For Scott, it was his family. “One day my two-year-old hopped on my lap while I was on the couch, put her hands on my cheeks, stared me in the face and said, ‘Daddy, when will you be happy again?’

“All I could think was: ‘Even a child can see that this isn’t right for me — why can’t I?’

“I’d missed all the little things that turned out to be big things.”


If you recognise overachieving, people-pleasing, self-loathing workaholic traits in yourself, Mary suggests looking at the real cost of your behaviour: emotional, physical, to your relationships with others and, most importantly, with yourself.

“Notice if you’re being motivated by guilt, obligations or responsibility. Or perhaps deep down there’s an excessive desire to be recognised?” she asks.

Some telltale signs you’re “doing the same sh*t and expecting a different result” are:

• Consistently overcomitting yourself

• A sense of urgency to do everything right now

• Always doing several things at once

• Over-planning every day

• Saying yes when inside you’re screaming, “please God no!”

“Right now, you might be strong in your body and able minded, but five, 10 years down the track it won’t be the same,” warns Mary.


Scott says these days, even though he’s earning less money, his family is “infinitely” better off.

“My marriage is unquestionably better, not least because I’m more present with my wife, and she can have her own life because I’m at home more,” he explains.
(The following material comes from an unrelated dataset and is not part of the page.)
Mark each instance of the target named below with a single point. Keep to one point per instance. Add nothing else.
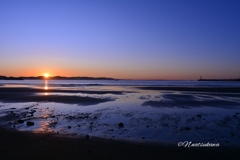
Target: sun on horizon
(46, 75)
“I’ve fundamentally re-evaluated what’s important in my life, and it has been a real period of discovery.”

He admits the thing inside him that drives him to overwork is still there, but he’s found a much healthier outlet for it.

“I’ve channelled it into things like contributing at home more, spending actual quality time with my family. It appeals to that achievement part of my brain,” he says.

“Where I’d previously get off being praised by my boss, I now get off on my wife saying she really appreciates me cleaning up.

“In a few years, no one at my old job will know I ever worked there, and that’s totally OK. But time I give to my wife and my kids, they’ll remember, and it’ll matter to them.

“That’s where I’m going to do my most important work.”